The WHO in a February update on the development of vaccine viruses for pandemic preparedness reported there are six H7 candidates, but none of them are H7N9. The ones on the list include H7N2, H7N7, H7N3, and H7N1.
Infectious disease experts are responding cautiously, but with some concern, to news of the H7N9 infections in China.
Erin Burns, communications team lead with the US Centers for Disease Control and Prevention’s Influenza Division, told CIDRAP News that the CDC is aware of the three H7N9 infections, following the situation closely, coordinating with international partners, and gathering more information.
“At this time, it is too soon to speculate regarding the significance of these cases,” she said.
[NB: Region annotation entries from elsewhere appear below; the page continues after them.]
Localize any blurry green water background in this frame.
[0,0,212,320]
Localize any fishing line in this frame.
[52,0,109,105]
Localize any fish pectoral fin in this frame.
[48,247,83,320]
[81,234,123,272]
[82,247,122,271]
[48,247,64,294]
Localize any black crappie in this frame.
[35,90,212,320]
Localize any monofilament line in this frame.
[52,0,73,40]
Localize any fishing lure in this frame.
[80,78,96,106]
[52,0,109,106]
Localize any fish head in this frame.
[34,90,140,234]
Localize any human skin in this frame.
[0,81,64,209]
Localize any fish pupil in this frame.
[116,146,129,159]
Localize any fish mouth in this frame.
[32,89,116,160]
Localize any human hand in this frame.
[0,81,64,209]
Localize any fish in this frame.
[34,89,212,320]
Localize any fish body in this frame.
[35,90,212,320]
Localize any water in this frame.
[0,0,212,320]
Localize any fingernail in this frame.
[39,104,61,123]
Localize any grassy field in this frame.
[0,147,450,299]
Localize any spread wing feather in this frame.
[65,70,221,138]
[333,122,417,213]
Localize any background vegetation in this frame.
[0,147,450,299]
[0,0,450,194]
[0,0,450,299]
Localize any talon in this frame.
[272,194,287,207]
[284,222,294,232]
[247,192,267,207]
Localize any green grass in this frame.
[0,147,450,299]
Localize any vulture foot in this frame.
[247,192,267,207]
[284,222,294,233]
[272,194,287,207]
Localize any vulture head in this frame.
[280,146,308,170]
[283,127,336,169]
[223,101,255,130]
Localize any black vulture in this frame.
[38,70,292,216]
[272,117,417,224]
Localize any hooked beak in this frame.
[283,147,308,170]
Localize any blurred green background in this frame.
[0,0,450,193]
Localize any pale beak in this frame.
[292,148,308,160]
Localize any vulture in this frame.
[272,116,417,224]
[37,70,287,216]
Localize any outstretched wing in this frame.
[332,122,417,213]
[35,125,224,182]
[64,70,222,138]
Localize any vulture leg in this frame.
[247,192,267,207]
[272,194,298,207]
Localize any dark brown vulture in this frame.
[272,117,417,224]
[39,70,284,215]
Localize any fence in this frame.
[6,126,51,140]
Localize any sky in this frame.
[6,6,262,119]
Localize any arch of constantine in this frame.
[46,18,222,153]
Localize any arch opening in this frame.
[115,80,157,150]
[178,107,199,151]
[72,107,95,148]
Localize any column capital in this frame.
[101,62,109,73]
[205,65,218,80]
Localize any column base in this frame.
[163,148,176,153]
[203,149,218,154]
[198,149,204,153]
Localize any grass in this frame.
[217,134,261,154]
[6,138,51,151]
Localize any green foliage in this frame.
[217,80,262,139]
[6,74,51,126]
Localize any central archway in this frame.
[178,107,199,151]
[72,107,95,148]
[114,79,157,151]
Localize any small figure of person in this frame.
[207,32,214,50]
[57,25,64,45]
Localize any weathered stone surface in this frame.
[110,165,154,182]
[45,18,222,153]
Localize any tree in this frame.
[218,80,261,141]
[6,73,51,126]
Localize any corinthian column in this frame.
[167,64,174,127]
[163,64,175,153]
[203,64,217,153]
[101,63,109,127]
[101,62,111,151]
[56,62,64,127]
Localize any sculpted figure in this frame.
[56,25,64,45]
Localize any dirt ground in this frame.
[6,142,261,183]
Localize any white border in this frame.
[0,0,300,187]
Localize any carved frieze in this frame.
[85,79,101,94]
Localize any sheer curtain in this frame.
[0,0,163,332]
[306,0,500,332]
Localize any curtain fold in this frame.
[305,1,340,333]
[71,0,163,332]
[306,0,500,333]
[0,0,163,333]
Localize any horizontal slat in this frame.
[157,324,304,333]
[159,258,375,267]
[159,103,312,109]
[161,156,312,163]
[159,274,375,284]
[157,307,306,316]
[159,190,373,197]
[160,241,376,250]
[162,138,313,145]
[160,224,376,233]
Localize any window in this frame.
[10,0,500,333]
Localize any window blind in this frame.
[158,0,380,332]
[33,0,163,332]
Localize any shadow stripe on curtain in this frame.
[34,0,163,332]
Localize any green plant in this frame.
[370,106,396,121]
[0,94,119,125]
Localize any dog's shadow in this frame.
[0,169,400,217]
Michael Osterholm, PhD, MPH, director of the University of Minnesota’s Center for Infectious Disease Research and Policy (CIDRAP), also said it’s difficult to gauge how significant the development is, though the cases are a cause for concern. He said the strain could disappear or go on to cause more disease. “We just don’t know,” he said.
In a post on the infections on ProMED Mail, the online reporting system of the International Society for Infectious Diseases, moderator Dr Craig Pringle, virology expert and emeritus professor in University of Warwick’s biological sciences department, wrote that the facts don’t point to an imminent threat of a human epidemic. But he added that the situation is novel and alarming, especially because humans haven’t been exposed to H7 or N9 antigens in the past and likely have no innate immunity.